Amazon is giving AI agents a more visible place in its research agenda with a new San Francisco lab focused on systems that can act across software and, potentially, the physical world.
The Amazon AGI SF Lab will work on what Amazon calls “foundational” capabilities for AI agents. The goal is not simply to build chat systems, but to develop agents that can use computers, web browsers and code interpreters to handle more complex workflows.
A new lab built around action-taking AI
The lab will be led by David Luan, co-founder of AI startup Adept. Amazon says the group will seek to build agents that can “take actions in the digital and physical worlds” and “handle complex workflows” using common computing tools.
That framing matters because AI agents are being positioned as software that can move beyond answering questions. In this vision, an agent can understand a task, interact with tools, make progress through several steps and adjust when the path changes.
In a post written by Luan and Pieter Abbeel, the pair said the work would build on Amazon’s broader AGI team. Abbeel, a robotics researcher who joined Amazon after the company’s “license and hire” deal with Covariant, will work “closely” with Luan and the AGI SF Lab, according to an Amazon spokesperson cited by TechCrunch.
Luan and Abbeel described the lab’s early direction this way: “Our initial focus is on several key research bets that will enable AI agents to perform real-world actions, learn from human feedback, self-course-correct, and infer our goals.”
Why Adept is central to the effort
The new lab is closely tied to Amazon’s earlier arrangement with Adept. In June, Adept agreed to license its technology to Amazon, and Luan and portions of Adept’s team joined the company.
Adept was founded two years ago around a direct and ambitious idea: create an AI model that can perform actions on any software tool using natural language. At a high level, the company’s vision was an “AI teammate” trained to use a wide range of software tools and APIs.
Amazon is now using that talent and technology base as part of a broader AGI effort. Luan was working under Rohit Prasad, the former head of Alexa, and will continue to do so. Prasad leads an AGI team focused on large language models.
The Amazon AGI SF Lab will be seeded by Adept employees. Amazon also says it is looking to hire a few “dozen” additional researchers, including people from fields such as quantitative finance, physics and math.
The competitive race around agentic AI
Amazon is not pursuing AI agents in isolation. The broader market for “agentic” AI has become crowded, with startups and large AI companies working on systems that can complete tasks with less direct user control.
According to Emergen Research, the “agentic” AI sector could be worth $31 billion by the end of the year. A Capgemini poll also found that Eighty-two percent of orgs say they plan to integrate AI agents within three years, drawn by possible efficiency gains.
The source article points to several companies working in this area, including startups such as Orby, Emergence and Rabbit. OpenAI and other major AI players are also developing related products that can complete tasks largely on their own.
Anthropic earlier this year released its own take on the technology. Google is reportedly working on AI agents that could make purchases for users, including booking flights and hotels.
For Amazon, the San Francisco lab signals a more serious research push in a field where it has already made several moves. In July, the company announced conversational agents for its Bedrock AI development platform. Just last week, it brought agents to Amazon Q Business, its assistant platform for enterprise customers and devs.
How this connects to Alexa and Amazon’s wider AI plans
Amazon CEO Andy Jassy has also hinted at a more “agentic” Alexa. The idea, as described in the source article, is an Alexa that can do more than answer questions and can take actions as well.
That direction aligns with the lab’s stated focus. If agents are expected to perform real-world actions, learn from human feedback, self-correct and infer goals, then the challenge is broader than a single product interface. It reaches into how AI systems understand intent, operate tools and recover from mistakes.

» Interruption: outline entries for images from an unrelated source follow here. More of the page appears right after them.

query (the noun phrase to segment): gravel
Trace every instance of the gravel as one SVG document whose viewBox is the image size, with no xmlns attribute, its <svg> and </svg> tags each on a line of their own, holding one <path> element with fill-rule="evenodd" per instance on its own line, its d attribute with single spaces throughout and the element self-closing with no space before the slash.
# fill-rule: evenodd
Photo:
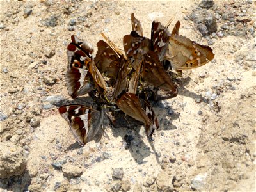
<svg viewBox="0 0 256 192">
<path fill-rule="evenodd" d="M 3 114 L 2 112 L 0 111 L 0 121 L 5 120 L 8 118 L 8 116 L 5 114 Z"/>
<path fill-rule="evenodd" d="M 199 173 L 191 180 L 191 188 L 196 191 L 202 191 L 206 184 L 207 173 Z"/>
<path fill-rule="evenodd" d="M 0 178 L 23 173 L 26 167 L 23 149 L 13 143 L 0 142 Z"/>
<path fill-rule="evenodd" d="M 67 177 L 79 177 L 83 174 L 83 170 L 80 168 L 69 164 L 62 166 L 62 172 Z"/>
<path fill-rule="evenodd" d="M 39 127 L 40 124 L 40 119 L 39 116 L 35 116 L 30 120 L 30 125 L 31 127 L 36 128 Z"/>
<path fill-rule="evenodd" d="M 198 6 L 202 8 L 209 9 L 214 5 L 213 0 L 202 0 L 198 4 Z"/>
</svg>

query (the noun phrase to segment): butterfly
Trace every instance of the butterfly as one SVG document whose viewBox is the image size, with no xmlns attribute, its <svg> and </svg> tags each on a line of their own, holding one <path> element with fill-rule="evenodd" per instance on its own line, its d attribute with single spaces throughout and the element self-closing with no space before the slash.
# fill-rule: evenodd
<svg viewBox="0 0 256 192">
<path fill-rule="evenodd" d="M 132 21 L 132 31 L 137 32 L 140 36 L 143 36 L 143 29 L 140 22 L 135 17 L 134 13 L 131 14 L 131 20 Z"/>
<path fill-rule="evenodd" d="M 127 115 L 143 122 L 147 135 L 151 136 L 154 130 L 159 127 L 158 121 L 150 103 L 145 100 L 141 102 L 142 105 L 135 94 L 127 92 L 121 96 L 116 105 Z"/>
<path fill-rule="evenodd" d="M 150 40 L 140 36 L 136 31 L 132 31 L 130 35 L 124 36 L 123 44 L 125 54 L 131 66 L 137 70 L 144 54 L 150 50 Z"/>
<path fill-rule="evenodd" d="M 59 108 L 61 116 L 68 123 L 70 131 L 80 145 L 92 141 L 102 124 L 103 110 L 83 105 L 66 105 Z"/>
<path fill-rule="evenodd" d="M 131 70 L 129 62 L 116 46 L 103 33 L 102 35 L 108 43 L 103 40 L 98 42 L 95 61 L 100 72 L 106 73 L 107 77 L 115 80 L 113 95 L 116 99 L 127 86 L 127 77 Z"/>
<path fill-rule="evenodd" d="M 169 29 L 161 22 L 153 21 L 151 27 L 151 50 L 159 58 L 160 61 L 164 59 L 168 48 Z"/>
<path fill-rule="evenodd" d="M 75 35 L 68 45 L 68 70 L 65 74 L 66 86 L 72 98 L 100 88 L 106 90 L 106 82 L 92 59 L 93 47 Z"/>
<path fill-rule="evenodd" d="M 175 70 L 191 69 L 212 60 L 212 49 L 200 45 L 185 36 L 179 35 L 180 22 L 178 21 L 169 37 L 169 54 Z"/>
</svg>

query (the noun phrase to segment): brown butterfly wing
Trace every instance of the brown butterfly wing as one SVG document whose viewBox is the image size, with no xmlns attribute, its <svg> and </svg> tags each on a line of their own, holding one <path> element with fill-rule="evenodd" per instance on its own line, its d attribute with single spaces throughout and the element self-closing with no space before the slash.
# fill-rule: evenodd
<svg viewBox="0 0 256 192">
<path fill-rule="evenodd" d="M 102 89 L 106 90 L 106 81 L 102 74 L 97 68 L 93 61 L 89 63 L 89 72 L 91 74 L 95 84 L 99 86 Z"/>
<path fill-rule="evenodd" d="M 148 118 L 135 94 L 126 93 L 122 95 L 116 103 L 119 109 L 136 120 L 144 123 L 146 127 L 150 126 L 151 122 Z"/>
<path fill-rule="evenodd" d="M 169 39 L 169 52 L 176 70 L 199 67 L 214 58 L 212 49 L 201 45 L 180 35 L 172 35 Z"/>
<path fill-rule="evenodd" d="M 88 70 L 83 68 L 68 70 L 65 76 L 66 86 L 68 95 L 72 98 L 83 95 L 95 89 Z"/>
<path fill-rule="evenodd" d="M 113 93 L 114 98 L 117 98 L 122 92 L 127 87 L 127 76 L 130 72 L 129 64 L 129 62 L 125 60 L 123 55 L 122 55 L 120 59 L 119 70 Z"/>
<path fill-rule="evenodd" d="M 150 40 L 140 36 L 133 31 L 131 35 L 124 36 L 123 43 L 125 54 L 132 68 L 136 70 L 144 54 L 149 51 Z"/>
<path fill-rule="evenodd" d="M 70 44 L 67 49 L 68 56 L 68 68 L 86 69 L 92 59 L 73 44 Z"/>
<path fill-rule="evenodd" d="M 170 92 L 177 92 L 177 88 L 156 52 L 150 51 L 145 55 L 142 77 L 145 81 L 155 88 Z"/>
<path fill-rule="evenodd" d="M 116 79 L 119 68 L 120 56 L 103 40 L 99 40 L 97 46 L 98 51 L 94 61 L 97 68 L 101 72 L 106 72 L 107 77 Z"/>
<path fill-rule="evenodd" d="M 93 139 L 103 121 L 102 111 L 81 105 L 62 106 L 59 113 L 68 123 L 71 132 L 81 145 Z"/>
<path fill-rule="evenodd" d="M 142 29 L 140 22 L 135 17 L 134 13 L 131 14 L 132 28 L 132 31 L 135 31 L 137 33 L 143 36 L 143 29 Z"/>
<path fill-rule="evenodd" d="M 151 49 L 158 55 L 160 61 L 164 60 L 167 52 L 170 36 L 168 28 L 164 27 L 160 22 L 153 21 L 151 28 Z"/>
<path fill-rule="evenodd" d="M 172 29 L 172 35 L 179 35 L 179 30 L 180 29 L 180 22 L 178 20 L 175 25 L 174 26 L 173 29 Z"/>
<path fill-rule="evenodd" d="M 145 112 L 146 115 L 151 121 L 150 126 L 146 126 L 146 133 L 148 136 L 151 136 L 153 134 L 155 129 L 159 128 L 158 120 L 156 116 L 155 112 L 154 111 L 153 108 L 152 107 L 149 100 L 140 99 L 140 102 L 142 106 L 142 108 Z"/>
</svg>

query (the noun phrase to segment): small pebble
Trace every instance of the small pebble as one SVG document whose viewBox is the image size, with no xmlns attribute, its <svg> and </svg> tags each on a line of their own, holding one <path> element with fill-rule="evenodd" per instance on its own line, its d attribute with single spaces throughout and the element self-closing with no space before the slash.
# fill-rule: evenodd
<svg viewBox="0 0 256 192">
<path fill-rule="evenodd" d="M 205 72 L 200 73 L 199 77 L 200 77 L 201 78 L 204 78 L 204 77 L 205 77 Z"/>
<path fill-rule="evenodd" d="M 176 161 L 176 156 L 174 152 L 172 152 L 169 157 L 170 161 L 172 163 L 174 163 Z"/>
<path fill-rule="evenodd" d="M 223 37 L 224 36 L 224 33 L 222 31 L 217 32 L 216 34 L 218 37 Z"/>
<path fill-rule="evenodd" d="M 191 188 L 196 191 L 203 191 L 206 184 L 207 174 L 199 173 L 191 180 Z"/>
<path fill-rule="evenodd" d="M 70 26 L 75 26 L 76 24 L 76 19 L 71 19 L 70 21 L 69 22 Z"/>
<path fill-rule="evenodd" d="M 227 79 L 232 81 L 233 81 L 234 79 L 234 77 L 233 76 L 228 76 L 228 77 L 227 77 Z"/>
<path fill-rule="evenodd" d="M 200 97 L 195 98 L 195 102 L 196 103 L 200 103 L 202 102 L 202 99 Z"/>
<path fill-rule="evenodd" d="M 51 154 L 50 154 L 50 156 L 51 156 L 51 158 L 52 158 L 52 159 L 53 159 L 53 160 L 56 160 L 56 159 L 57 159 L 57 158 L 58 158 L 57 156 L 55 155 L 55 154 L 53 154 L 53 153 L 51 153 Z"/>
<path fill-rule="evenodd" d="M 44 83 L 45 83 L 46 84 L 52 85 L 55 84 L 55 83 L 57 81 L 57 79 L 55 76 L 52 75 L 50 76 L 45 75 L 43 76 L 43 81 Z"/>
<path fill-rule="evenodd" d="M 32 13 L 32 8 L 30 6 L 27 6 L 24 10 L 25 18 L 29 16 L 31 13 Z"/>
<path fill-rule="evenodd" d="M 8 89 L 8 92 L 10 94 L 14 94 L 16 93 L 19 91 L 19 89 L 17 88 L 10 88 Z"/>
<path fill-rule="evenodd" d="M 107 18 L 105 19 L 105 23 L 109 23 L 111 20 L 109 18 Z"/>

The regulatory backdrop is also part of the story. Amazon’s Adept arrangement resembled Microsoft’s deal with AI startup Inflection in May. Both deals have drawn regulatory scrutiny as policymakers stateside and abroad examine whether large technology companies are smothering AI rivals.
The Amazon AGI SF Lab therefore sits at the intersection of research, product strategy and competition. It gives Amazon a dedicated team in San Francisco for AI agents, led by a founder whose startup was built around software-operating AI. It also places Amazon more clearly in the same race as startups and major AI labs trying to turn agentic AI from a promise into a practical layer of computing.